Performance and reliability
From: Developing big data solutions on Microsoft Azure HDInsight
Big data solutions typically work against vast quantities of source data, and are usually automated to some extent. The results they produce may be used to make important business decisions, and so it is vital to ensure that the processes you use to collect and load data provide both an appropriate level of performance and operate in a consistent and reliable way. This topic discusses the requirements and considerations for performance and scalability, and for reliability.
Performance and scalability
Big data solutions typically work against vast quantities of source data. In some cases this data may be progressively added to the cluster’s data store by appending it to existing files, or by adding new files, as the data is collected. This is common when collecting streaming data such as clickstreams or sensor data that will be processed later.

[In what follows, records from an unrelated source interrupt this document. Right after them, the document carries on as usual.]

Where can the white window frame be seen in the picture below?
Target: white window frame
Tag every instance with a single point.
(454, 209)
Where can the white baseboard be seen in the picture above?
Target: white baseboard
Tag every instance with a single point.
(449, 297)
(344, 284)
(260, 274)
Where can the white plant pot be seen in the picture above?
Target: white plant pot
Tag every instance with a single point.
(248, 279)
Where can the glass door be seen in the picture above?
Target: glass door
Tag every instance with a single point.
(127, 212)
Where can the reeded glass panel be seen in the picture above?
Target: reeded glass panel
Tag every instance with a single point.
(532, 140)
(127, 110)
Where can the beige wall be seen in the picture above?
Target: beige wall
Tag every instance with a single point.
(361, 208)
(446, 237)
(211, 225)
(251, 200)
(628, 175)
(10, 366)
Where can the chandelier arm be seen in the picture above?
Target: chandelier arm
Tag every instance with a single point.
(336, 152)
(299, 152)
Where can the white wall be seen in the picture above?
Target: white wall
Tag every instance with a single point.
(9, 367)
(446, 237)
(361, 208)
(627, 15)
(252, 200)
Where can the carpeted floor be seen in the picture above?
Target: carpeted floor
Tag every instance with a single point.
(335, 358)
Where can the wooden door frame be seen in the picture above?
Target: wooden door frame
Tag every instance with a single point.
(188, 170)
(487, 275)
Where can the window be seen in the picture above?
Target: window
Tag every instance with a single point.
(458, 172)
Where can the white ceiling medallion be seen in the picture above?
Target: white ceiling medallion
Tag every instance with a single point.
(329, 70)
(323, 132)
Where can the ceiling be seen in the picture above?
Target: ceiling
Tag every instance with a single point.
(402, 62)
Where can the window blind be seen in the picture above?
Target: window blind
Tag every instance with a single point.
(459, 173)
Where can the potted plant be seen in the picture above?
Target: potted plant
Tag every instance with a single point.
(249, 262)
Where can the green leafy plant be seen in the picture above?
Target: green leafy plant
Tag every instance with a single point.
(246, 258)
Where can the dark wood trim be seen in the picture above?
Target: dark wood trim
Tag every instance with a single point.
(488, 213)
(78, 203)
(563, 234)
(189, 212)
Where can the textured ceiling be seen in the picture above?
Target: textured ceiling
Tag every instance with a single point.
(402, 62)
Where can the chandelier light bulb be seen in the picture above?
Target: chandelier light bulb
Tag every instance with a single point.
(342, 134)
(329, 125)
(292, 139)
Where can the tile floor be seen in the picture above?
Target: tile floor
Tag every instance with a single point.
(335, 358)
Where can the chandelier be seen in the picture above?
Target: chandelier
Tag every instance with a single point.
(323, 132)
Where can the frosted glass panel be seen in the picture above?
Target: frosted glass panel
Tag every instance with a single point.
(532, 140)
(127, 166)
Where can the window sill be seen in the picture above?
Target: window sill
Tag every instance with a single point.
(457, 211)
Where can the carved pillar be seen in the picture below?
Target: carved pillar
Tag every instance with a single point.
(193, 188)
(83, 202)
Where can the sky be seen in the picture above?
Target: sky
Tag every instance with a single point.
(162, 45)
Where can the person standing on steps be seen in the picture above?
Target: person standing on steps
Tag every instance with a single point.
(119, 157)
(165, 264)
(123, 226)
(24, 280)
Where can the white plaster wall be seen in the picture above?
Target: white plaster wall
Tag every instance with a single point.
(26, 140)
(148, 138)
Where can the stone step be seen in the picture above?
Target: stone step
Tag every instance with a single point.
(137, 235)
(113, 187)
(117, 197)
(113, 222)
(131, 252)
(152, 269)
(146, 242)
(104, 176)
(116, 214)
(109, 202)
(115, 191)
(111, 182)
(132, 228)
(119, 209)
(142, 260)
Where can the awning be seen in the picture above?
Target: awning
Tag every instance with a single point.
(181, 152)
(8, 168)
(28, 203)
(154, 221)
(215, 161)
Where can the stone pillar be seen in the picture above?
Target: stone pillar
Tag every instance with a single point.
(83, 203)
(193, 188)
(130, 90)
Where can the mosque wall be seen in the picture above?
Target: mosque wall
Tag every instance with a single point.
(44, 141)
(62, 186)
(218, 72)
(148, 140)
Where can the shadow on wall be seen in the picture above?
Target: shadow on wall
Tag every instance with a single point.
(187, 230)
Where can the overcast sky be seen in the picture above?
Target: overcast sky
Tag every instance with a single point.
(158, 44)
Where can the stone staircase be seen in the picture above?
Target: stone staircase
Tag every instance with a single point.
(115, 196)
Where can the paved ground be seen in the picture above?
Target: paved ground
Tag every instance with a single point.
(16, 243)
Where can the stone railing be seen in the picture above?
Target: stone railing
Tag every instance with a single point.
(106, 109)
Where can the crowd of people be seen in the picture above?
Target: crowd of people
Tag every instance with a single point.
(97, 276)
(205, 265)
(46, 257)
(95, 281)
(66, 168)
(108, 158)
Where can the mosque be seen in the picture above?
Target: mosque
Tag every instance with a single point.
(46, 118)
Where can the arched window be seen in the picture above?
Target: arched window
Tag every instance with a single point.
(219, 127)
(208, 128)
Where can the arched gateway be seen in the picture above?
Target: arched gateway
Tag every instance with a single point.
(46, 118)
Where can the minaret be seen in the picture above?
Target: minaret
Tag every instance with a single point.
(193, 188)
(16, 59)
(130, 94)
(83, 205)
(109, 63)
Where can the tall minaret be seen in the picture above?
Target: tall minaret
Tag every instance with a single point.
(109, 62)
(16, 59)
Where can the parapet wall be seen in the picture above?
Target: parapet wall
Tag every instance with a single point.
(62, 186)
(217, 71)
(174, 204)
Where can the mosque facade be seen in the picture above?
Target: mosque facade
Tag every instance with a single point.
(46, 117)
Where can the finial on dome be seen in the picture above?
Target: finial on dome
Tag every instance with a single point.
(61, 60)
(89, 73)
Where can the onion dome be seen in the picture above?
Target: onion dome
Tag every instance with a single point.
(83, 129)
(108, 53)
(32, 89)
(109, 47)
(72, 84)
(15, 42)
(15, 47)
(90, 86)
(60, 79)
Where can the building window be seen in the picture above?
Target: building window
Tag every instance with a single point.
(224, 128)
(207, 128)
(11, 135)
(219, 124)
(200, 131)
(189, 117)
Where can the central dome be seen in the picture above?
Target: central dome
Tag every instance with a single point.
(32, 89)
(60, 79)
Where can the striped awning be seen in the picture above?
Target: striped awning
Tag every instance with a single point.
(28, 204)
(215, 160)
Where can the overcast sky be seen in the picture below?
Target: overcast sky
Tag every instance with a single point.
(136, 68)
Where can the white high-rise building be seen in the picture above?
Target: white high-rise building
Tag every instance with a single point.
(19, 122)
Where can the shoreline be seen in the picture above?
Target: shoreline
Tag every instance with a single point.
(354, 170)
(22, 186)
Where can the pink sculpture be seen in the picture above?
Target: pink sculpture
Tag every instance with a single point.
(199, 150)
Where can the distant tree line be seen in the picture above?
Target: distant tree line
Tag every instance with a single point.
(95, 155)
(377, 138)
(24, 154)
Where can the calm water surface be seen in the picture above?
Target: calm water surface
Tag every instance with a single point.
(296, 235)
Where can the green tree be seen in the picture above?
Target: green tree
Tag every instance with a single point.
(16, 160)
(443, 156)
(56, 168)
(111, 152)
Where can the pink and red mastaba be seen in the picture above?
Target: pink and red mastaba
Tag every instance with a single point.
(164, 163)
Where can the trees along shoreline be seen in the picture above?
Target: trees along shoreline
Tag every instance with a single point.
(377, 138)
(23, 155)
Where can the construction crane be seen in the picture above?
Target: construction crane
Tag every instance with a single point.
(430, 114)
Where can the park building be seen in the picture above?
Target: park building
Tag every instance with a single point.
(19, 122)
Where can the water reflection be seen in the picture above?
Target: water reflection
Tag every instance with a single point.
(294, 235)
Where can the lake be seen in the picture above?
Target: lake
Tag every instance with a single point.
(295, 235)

However, in many cases you may need to upload large volumes of data to a cluster before starting a processing job. Uploading multiple terabytes, or even petabytes, of data will take many hours. During this time, the freshness of the data is impaired and the results may even be obtained too late to actually be useful.
Therefore, it’s vital to consider how you can optimize upload processes in order to mitigate this latency. Common approaches are to use multiple parallel upload streams, compress the data, use the most efficient data transfer protocols, and ensure that data uploads can be resumed from the point where they failed should network connectivity be interrupted.

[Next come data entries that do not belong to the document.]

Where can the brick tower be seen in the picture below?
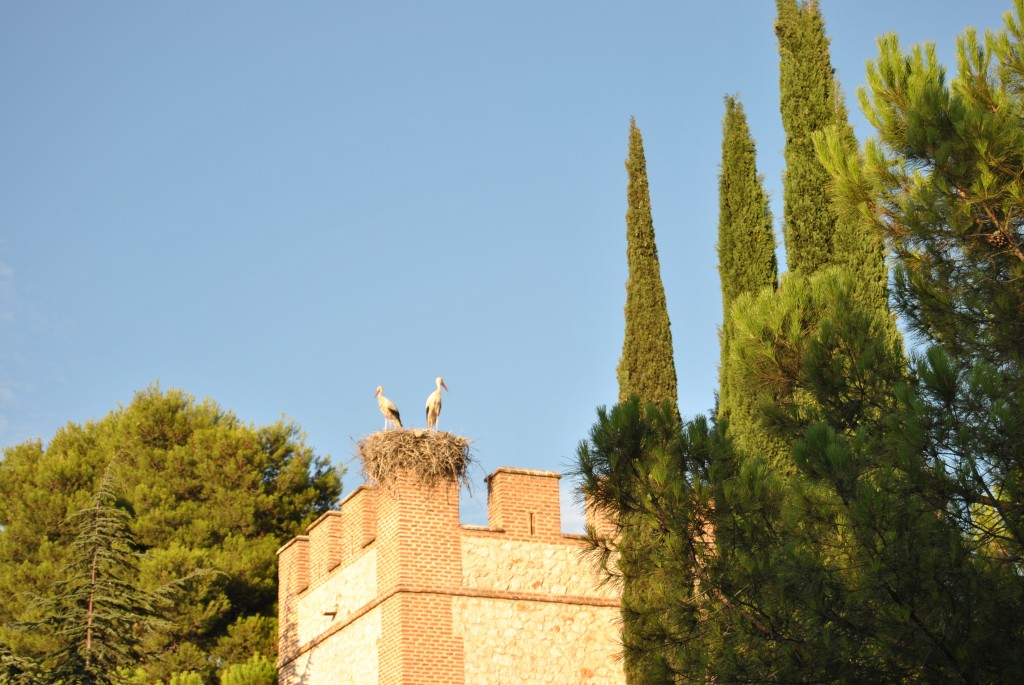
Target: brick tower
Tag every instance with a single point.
(392, 590)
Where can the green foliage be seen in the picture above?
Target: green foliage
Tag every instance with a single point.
(94, 607)
(858, 518)
(257, 671)
(210, 500)
(810, 101)
(186, 678)
(646, 368)
(639, 465)
(745, 240)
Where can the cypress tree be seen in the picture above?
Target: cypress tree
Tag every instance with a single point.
(646, 376)
(745, 242)
(810, 101)
(646, 369)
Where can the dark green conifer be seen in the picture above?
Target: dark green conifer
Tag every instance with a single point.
(646, 369)
(810, 101)
(745, 241)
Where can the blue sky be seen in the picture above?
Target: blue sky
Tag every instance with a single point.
(282, 206)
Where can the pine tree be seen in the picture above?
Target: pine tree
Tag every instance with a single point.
(205, 490)
(95, 608)
(810, 100)
(745, 241)
(646, 369)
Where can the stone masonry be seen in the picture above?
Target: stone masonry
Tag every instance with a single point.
(392, 590)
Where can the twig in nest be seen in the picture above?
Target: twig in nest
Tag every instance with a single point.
(434, 457)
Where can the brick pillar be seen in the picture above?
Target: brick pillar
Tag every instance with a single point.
(293, 578)
(359, 521)
(419, 562)
(325, 546)
(525, 504)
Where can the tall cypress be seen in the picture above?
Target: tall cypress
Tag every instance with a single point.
(810, 101)
(745, 241)
(647, 373)
(646, 369)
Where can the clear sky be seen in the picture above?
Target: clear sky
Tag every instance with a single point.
(283, 205)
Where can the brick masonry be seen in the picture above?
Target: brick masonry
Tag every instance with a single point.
(392, 590)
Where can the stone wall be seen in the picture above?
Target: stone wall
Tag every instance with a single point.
(393, 590)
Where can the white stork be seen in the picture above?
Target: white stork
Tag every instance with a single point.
(388, 409)
(434, 403)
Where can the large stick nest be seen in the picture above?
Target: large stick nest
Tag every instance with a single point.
(434, 457)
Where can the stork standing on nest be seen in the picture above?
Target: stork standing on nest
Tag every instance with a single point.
(434, 403)
(388, 409)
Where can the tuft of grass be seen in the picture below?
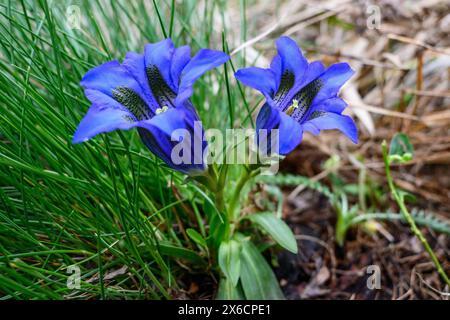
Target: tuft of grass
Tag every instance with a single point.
(106, 206)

Considerations for performance and scalability
Consider the following performance and scalability factors when designing your data ingestion processes:
- Consider if you can avoid the need to upload large volumes of data as a discrete operation before you can begin processing it. For example, you might be able to append data to existing files in the cluster, or upload it in small batches on a schedule.
- If possible, choose or create a utility that can upload data in parallel using multiple threads to reduce upload time, and that can resume uploads that are interrupted by temporary network connectivity. Some utilities may be able to split the data into small blocks and upload multiple blocks or small files in parallel; and then combine them into larger files after they have been uploaded.
- Bottlenecks when loading data are often caused by lack of network bandwidth. Adding more threads may not improve throughput, and can cause additional latency due to the opening and closing of the connection for each item. In many cases, reusing the connection (which avoids the TCP ramp-up) is more important.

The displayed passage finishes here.